Wie viele Fälle giebt es aber, in denen die Eltern nicht nur obige, sondern auch absichtlich entstellte Schilderungen ihrer Kinder auf Treu und Glauben hinnehmen und sich nicht einmal die Mühe geben der Sache auf den Grund zu gehen! Wie oft kommt es vor, daß die Eltern abfällige Bemerkungen der Kinder über ihre Lehrer ruhig anhören, ja sich sogar selbst zu solchen hinreißen lassen, ohne zich zu vergegenwärtigen, wie sehr sie das Ansehen des Lehrers und der Schule in den Augen ihres Sohnes schädigen, der als unreifer, urteilsunfähiger Mensch, ermutigt durch das Verhalten der Eltern, sich selbst das Recht zuspricht, Maßnahmen der Schule abfällig zu kritisieren und so die Autorität der Schule anzuzweifeln. Wie kann da noch von gemeinsamer Erziehung die Rede sein, wenn das Mißtrauen die Stelle des Vertrauens einnimmt, und wenn die Familie gegen die Schule arbeitet! Da liegt es wahrlich in beiderseitigem Interesse, ein solches Verhältnis so schnell wie möglich zu lösen!

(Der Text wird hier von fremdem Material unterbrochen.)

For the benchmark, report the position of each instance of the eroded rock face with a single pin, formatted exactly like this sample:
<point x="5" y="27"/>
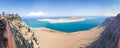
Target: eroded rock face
<point x="23" y="35"/>
<point x="110" y="36"/>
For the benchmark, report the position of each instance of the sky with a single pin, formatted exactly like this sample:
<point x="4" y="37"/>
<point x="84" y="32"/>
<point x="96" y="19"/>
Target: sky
<point x="61" y="7"/>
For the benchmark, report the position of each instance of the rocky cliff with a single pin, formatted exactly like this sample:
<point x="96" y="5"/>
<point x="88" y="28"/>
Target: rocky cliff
<point x="110" y="36"/>
<point x="23" y="35"/>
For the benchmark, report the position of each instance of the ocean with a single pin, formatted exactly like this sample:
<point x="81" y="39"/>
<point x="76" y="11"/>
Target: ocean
<point x="65" y="27"/>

Und wozu muß eine derartige Verletzung des Autoritätsgefühls führen? In vielen Fallen zu einer Lockerung der häuslichen Zucht, zu einer Durchbrechung der der Jugend gezogenen Schranken und schließlich zu einer Mißachtung der Autorität der Eltern. Wie sollen sich solche jungen Leute, die sich nicht fügen gelernt haben, die stets alles besser wissen als die Erwachsenen und keine Achtung vor dem Alter und der Erfahrung haben, im späteren Leben bewähren, wo es gilt, im Kampfe ums Dasein sich unterzuordnen und mit allen Kräften schaffensfreudig vorwärts zu streben! Nun, die Erfahrung giebt hierauf ja oft genug die Antwort, und manches verhätschelte Muttersöhnchen klagt dann wohl seine Eltern an, die ihm als Unmündigen nicht rechtzeitig Vernunft beigebracht und nicht thatkräftig gegen sein ungebührliches Verhalten in Schule und Haus eingeschritten sind.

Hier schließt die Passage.